Voilà un rapport qui tombe à pic. Au moment où le président Macron lançait le second étage de la fusée des Etats généraux de l’agriculture, Bruxelles appelait à améliorer l’usage des pesticides par les agriculteurs.

La directive du 21 octobre 2009 concernant une utilisation des pesticides compatible avec le développement durable impose aux 28 Etats membres d’engager certaines actions pour réduire l’utilisation immodérée des produits phytosanitaires. Ceci afin de protéger la santé des exploitants agricoles et des riverains des plantations et de réduire la pollution des terres et des eaux.

Ecophyto

Principale action: l’adoption de plans d’action nationaux (PAN) qui devaient contenir des objectifs quantitatifs, des cibles, des mesures, et des calendriers de réduction d’utilisation. C’est dans ce cadre que la France a inscrit son fameux programme Ecophyto.

Dans un rapport publié mercredi 11 octobre, la Commission se montre relativement peu satisfaite de la mise en œuvre de la directive Pesticides. Certes, la plupart des PAN ont été établis, souvent avec retard (la limite fixée était novembre 2012), mais ils restent très incomplets.

Un satisfecit est décerné par Bruxelles aux parties peu engageantes des PAN: essai du matériel d’application des pesticides (pulvérisateurs), formation des agriculteurs. En revanche, rien ne va plus en ce qui concerne les chapitres plus contraignants pour le système agricole: épandage aérien, recensement des empoisonnements. Dans ce dernier cas, certains pays, comme la Suède, confondent la demande de renseignements et intoxications réelles.
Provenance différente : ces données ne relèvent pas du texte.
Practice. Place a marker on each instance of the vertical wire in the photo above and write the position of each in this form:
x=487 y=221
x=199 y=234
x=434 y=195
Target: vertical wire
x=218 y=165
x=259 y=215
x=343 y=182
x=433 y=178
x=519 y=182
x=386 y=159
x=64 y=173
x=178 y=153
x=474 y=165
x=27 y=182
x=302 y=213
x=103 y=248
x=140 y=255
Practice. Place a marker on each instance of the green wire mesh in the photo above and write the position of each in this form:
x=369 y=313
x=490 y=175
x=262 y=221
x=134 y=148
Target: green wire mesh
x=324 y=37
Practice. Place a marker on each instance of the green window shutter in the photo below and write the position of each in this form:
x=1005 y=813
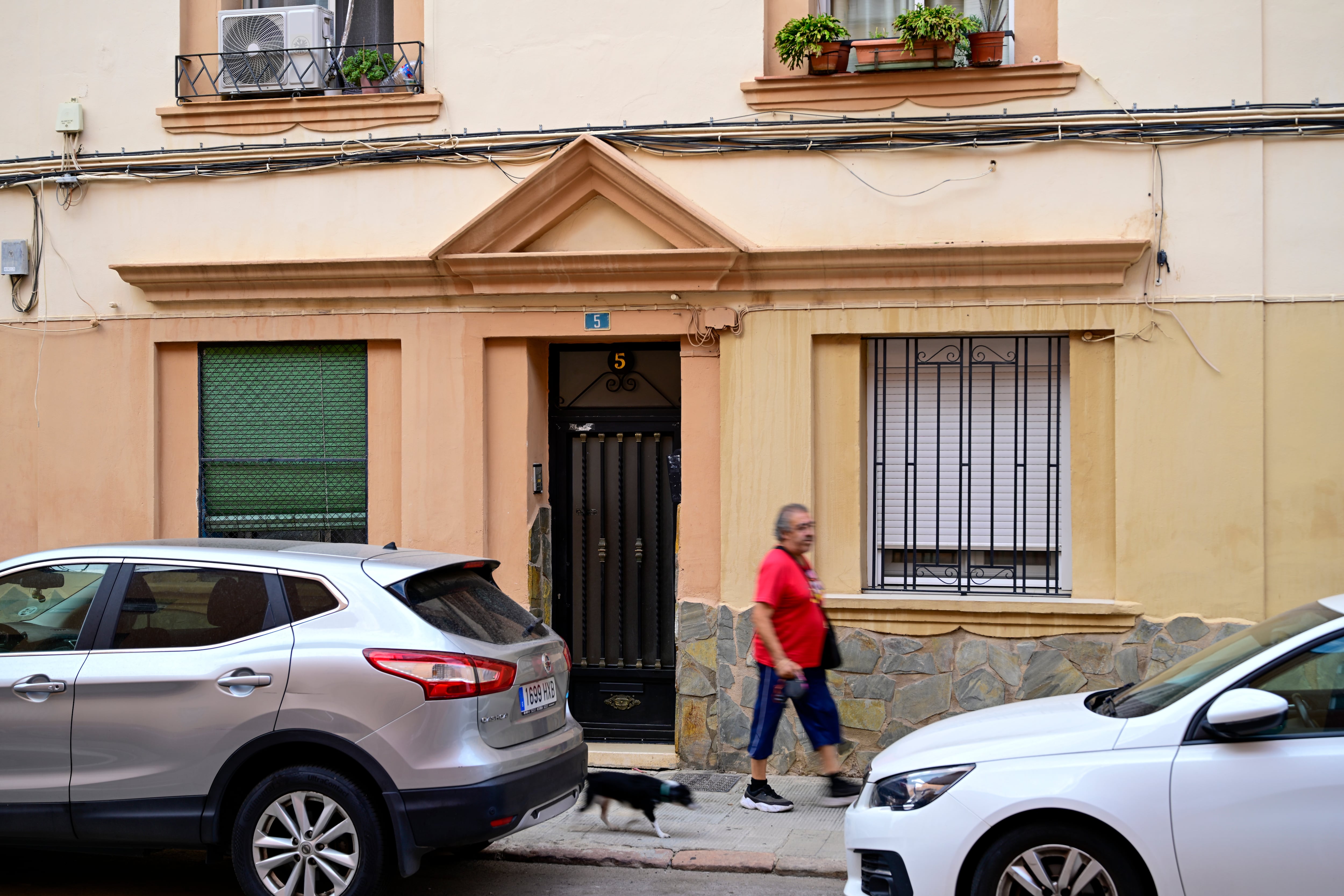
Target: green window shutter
x=284 y=440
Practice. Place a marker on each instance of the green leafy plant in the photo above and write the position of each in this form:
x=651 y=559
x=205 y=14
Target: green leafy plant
x=800 y=38
x=367 y=64
x=994 y=15
x=931 y=23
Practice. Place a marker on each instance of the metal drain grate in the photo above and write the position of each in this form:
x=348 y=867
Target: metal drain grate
x=707 y=781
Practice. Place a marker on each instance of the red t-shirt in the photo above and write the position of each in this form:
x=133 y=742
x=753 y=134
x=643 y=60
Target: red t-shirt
x=789 y=588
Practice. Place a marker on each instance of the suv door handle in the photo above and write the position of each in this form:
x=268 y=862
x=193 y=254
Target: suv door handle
x=27 y=686
x=233 y=680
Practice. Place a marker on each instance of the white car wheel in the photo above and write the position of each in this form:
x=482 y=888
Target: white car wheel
x=1056 y=870
x=1049 y=859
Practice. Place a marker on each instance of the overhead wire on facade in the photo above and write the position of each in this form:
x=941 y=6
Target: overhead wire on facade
x=826 y=135
x=947 y=181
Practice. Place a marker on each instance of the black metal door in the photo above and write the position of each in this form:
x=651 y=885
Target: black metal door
x=616 y=549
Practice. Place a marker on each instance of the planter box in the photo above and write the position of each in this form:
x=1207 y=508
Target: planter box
x=893 y=56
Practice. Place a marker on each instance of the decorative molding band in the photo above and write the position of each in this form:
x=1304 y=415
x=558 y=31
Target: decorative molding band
x=620 y=272
x=694 y=270
x=389 y=279
x=315 y=113
x=1010 y=619
x=1084 y=262
x=940 y=88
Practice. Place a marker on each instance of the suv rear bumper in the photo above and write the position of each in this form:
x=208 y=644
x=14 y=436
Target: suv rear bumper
x=462 y=816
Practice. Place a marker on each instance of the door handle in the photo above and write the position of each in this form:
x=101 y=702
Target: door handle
x=40 y=687
x=242 y=680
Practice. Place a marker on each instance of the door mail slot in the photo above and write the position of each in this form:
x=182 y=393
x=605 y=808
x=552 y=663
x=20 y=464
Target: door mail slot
x=620 y=687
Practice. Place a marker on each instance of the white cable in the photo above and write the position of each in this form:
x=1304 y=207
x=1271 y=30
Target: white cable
x=901 y=195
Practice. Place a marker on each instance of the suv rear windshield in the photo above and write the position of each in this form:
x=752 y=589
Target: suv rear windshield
x=466 y=604
x=1171 y=686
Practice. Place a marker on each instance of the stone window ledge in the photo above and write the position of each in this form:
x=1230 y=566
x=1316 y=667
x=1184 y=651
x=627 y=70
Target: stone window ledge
x=939 y=88
x=988 y=616
x=362 y=112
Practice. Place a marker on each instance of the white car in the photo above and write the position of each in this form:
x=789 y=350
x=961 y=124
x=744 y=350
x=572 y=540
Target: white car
x=1222 y=776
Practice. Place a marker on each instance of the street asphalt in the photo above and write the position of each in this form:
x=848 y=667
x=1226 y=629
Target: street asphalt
x=181 y=872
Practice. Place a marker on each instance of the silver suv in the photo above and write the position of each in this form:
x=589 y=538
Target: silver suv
x=319 y=711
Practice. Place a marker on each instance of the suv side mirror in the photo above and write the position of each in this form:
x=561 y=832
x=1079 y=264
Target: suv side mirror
x=1246 y=711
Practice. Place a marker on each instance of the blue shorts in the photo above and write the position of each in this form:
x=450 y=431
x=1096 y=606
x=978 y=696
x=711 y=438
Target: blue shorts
x=816 y=710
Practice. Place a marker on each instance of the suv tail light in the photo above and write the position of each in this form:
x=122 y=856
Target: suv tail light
x=445 y=676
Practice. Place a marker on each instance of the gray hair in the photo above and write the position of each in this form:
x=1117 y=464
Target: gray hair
x=783 y=526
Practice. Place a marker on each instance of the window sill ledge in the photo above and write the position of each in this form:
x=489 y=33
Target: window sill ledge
x=988 y=616
x=316 y=113
x=940 y=88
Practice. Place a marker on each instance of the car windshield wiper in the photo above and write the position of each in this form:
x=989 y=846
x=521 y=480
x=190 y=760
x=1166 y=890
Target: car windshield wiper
x=1108 y=706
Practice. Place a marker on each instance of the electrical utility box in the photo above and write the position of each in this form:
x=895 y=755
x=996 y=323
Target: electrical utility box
x=14 y=257
x=70 y=119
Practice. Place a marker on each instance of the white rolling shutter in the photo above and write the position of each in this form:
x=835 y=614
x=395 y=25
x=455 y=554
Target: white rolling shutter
x=970 y=463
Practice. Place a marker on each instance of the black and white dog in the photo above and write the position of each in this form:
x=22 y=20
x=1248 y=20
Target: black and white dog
x=636 y=792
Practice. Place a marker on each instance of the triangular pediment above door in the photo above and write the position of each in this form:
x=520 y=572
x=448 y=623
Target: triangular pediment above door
x=566 y=185
x=592 y=221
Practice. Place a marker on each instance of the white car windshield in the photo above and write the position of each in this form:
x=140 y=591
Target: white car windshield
x=1171 y=686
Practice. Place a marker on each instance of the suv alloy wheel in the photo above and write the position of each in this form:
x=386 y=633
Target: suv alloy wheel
x=314 y=824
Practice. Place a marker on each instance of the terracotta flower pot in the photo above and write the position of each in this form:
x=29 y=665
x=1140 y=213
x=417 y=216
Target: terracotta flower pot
x=927 y=54
x=987 y=49
x=834 y=58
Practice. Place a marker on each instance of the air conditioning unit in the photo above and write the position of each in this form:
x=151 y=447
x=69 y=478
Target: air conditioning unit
x=280 y=49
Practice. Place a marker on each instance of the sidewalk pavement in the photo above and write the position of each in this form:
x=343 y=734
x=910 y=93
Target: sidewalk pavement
x=718 y=835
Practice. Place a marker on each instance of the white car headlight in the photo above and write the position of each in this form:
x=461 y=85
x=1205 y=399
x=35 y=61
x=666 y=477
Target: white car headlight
x=916 y=789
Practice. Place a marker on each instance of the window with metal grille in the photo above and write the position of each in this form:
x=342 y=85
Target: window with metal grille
x=284 y=441
x=968 y=451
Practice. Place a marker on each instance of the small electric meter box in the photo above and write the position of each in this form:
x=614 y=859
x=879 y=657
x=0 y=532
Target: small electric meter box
x=14 y=257
x=70 y=117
Seuls 4 pays recensent les cas d’empoisonnement chronique.

Pas d’évaluation de mesures

Les auditeurs de la Commission pestent contre l’absence quasi systématique de cibles et de calendrier pour la mise en œuvre des mesures visant à protéger le milieu aquatique des écoulements de ‘phytos’. «Dans ce domaine, la France est la seule à ne pas avoir défini de mesures.» Les politiques nationales font aussi souvent l’impasse sur l’évaluation des mesures annoncées, comme la mise en place de la lutte intégrée contre les ravageurs: «Dans près de 80% des cas, les plans d’action ne précisent pas comment la réalisation des objectifs sera mesurée.»

Glyphosate. Malgré les cris d’orfraie du gouvernement français, la Commission européenne a de nouveau accepter de proposer la ré-autorisation pour 10 ans du glyphosate au cours de la prochaine réunion du comité permanent de la chaîne alimentaire et de la santé animale (Scopaff), le 25 novembre prochain.

La directive européenne impose une inspection des pulvérisateurs pour vérifier leur conformité à la norme ISO 16122. Si 24 pays se sont engagés dans cette démarche, seule la moitié des ‘pulvés’ ont effectivement été contrôlés.

Interdit en principe, l’épandage est néanmoins possible, lorsque les autorités nationales accordent des dérogations. En 2014 et 2015, 14 Etats (dont la France) ont autorisé des pulvérisations de cultures par avion ou hélicoptère. Une mention spéciale à l’Espagne et la Hongrie dont les surfaces traitées par l’air représentent 95% des dérogations communautaires, soit 427.000 hectares.

Last but not least, les plans nationaux doivent être révisés au plus tard tous les 5 ans. A ce jour, seule la France et la Lituanie ont publié leur PAN n°2.